Qu'ont en commun l'UQAM, les épiceries Metro et Protégez-Vous? Ils ont tous trois été interloqués d'apprendre cette semaine que leur site web utilise une toute nouvelle technologie qui sert à épier les internautes.

Des chercheurs des universités Princeton (États-Unis) et de Louvain (Belgique) ont découvert que plus de 5000 des 100 000 sites les plus populaires du web utilisent le canvas fingerprinting.

Cette technologie vieille d'à peine deux ans fait l'empreinte numérique d'un ordinateur lorsqu'il accède à un site internet. Cette empreinte permet ainsi à des tiers de suivre la trace d'un utilisateur et de cerner ses habitudes et ses champs d'intérêt.

Le canvas fingerprinting s'apparente aux témoins (cookies) en ce qu'il peut être utilisé par les annonceurs pour mieux cibler leurs publicités en ligne. Mais la technologie n'est pas intégrée à un ordinateur, ce qui la rend beaucoup plus difficile à contrôler et à bloquer.

La Presse a recensé une demi-douzaine de sites web québécois dans le moteur de recherche conçu par les chercheurs.

Mais Metro, l'UQAM et le magazine de consommation Protégez-Vous, qui faisaient partie de la liste, ont tous affirmé qu'ils ignoraient que leur site web employait cette technique.

Chacun de ces sites a incorporé la technologie AddThis, qui permet aux visiteurs de partager certains contenus par courriel ou sur les réseaux sociaux.

Recherche et développement

Une porte-parole de l'entreprise a indiqué à La Presse que les renseignements personnels des internautes avaient été colligés en toute légalité depuis le début de l'année 2014, et uniquement à des fins de recherche et de développement.

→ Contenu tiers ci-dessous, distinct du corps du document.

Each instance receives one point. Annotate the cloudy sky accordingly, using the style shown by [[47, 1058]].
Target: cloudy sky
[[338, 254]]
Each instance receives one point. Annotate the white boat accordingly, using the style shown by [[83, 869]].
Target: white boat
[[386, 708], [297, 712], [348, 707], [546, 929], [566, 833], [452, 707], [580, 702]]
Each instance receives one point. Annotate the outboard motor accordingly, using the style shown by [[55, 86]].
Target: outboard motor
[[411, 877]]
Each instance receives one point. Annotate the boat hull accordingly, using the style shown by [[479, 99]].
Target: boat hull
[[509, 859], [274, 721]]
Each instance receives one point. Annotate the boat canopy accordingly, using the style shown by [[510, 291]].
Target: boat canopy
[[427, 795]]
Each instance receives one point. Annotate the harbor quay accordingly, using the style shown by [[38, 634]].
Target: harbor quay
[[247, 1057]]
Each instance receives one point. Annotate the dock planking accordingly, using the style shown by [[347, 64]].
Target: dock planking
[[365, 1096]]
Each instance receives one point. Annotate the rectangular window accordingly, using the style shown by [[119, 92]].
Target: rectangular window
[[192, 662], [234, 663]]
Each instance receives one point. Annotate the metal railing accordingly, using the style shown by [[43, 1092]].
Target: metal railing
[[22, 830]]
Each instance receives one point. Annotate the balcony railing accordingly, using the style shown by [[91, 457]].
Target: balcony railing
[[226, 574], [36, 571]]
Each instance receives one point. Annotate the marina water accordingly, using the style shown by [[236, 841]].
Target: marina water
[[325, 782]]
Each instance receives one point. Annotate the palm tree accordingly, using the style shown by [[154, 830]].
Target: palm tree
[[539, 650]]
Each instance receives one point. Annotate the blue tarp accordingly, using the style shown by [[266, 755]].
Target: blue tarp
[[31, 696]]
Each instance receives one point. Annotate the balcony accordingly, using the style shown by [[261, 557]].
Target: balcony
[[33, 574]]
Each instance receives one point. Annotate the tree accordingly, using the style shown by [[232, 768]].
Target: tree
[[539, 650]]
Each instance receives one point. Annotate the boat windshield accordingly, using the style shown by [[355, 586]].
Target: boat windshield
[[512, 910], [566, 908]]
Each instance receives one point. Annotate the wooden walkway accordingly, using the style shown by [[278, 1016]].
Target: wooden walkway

Elle a ajouté que ces tests étaient maintenant terminés et qu'ils n'avaient pas été concluants.

Cette porte-parole a affirmé qu'aucune information n'avait été transmise à des tiers. Quant au fait que les clients de AddThis aient été gardés dans l'ombre, Kathleen Keeting a expliqué que «nous n'avisons pas les propriétaires des sites web parce que, comme plusieurs compagnies de nos jours, en particulier des compagnies internet, nous menons nos projets de R&D en temps réel pour obtenir de meilleurs résultats».

Cette approche n'a pas plu à la chaîne d'alimentation Metro, qui a décidé de retirer AddThis de son site internet.

«On n'était pas au courant et ça a été fait sans nous aviser. Donc on ne va pas exposer nos utilisateurs à une nouvelle méthode qui, à notre avis, contrevient à notre politique sur la vie privée», a déclaré Geneviève Grégoire, porte-parole de Metro.

L'UQAM et Protégez-Vous ont été plus réservés. «Il va falloir décider si on le garde ou non. On avait intégré AddThis parce qu'on trouvait que c'était pratique pour l'utilisateur. Mais en sachant cela... Il y a beaucoup de questions qui se posent. On va devoir évaluer la situation», a affirmé Manon Lacourse, directrice des affaires publiques de Protégez-Vous.

Au cours d'une conversation sur Skype, l'un des auteurs de l'étude, Gunes Acar, n'a pas caché son appréhension à l'égard de ce nouveau moyen de suivre la trace des internautes. «Avec des cookies, vous avez le moyen de les éviter ou de les gérer. Vous pouvez bloquer des cookies, vous pouvez en effacer, a-t-il dit. Mais cette technologie peut être utilisée pour contourner toutes les préférences que vous pouvez avoir. C'est ce qui fait peur.»

Le Commissariat à la protection de la vie privée du Canada a dit suivre la situation et a rappelé que selon ses lignes directrices, «la collecte et l'utilisation des données concernant les activités de navigation sur le Web doivent être faites au su de la personne concernée et avec son consentement».

Comment ça fonctionne?

Lorsqu'un ordinateur accède à un site web qui a recours à canvas fingerprinting, un script lui demande de générer une image. Invisible pour l'utilisateur, cette image est unique, un peu comme une empreinte digitale. Il suffit ensuite de suivre sa trace sur le web pour comprendre, par exemple, quels sites sont visités, à quelle heure, pendant combien de temps, etc.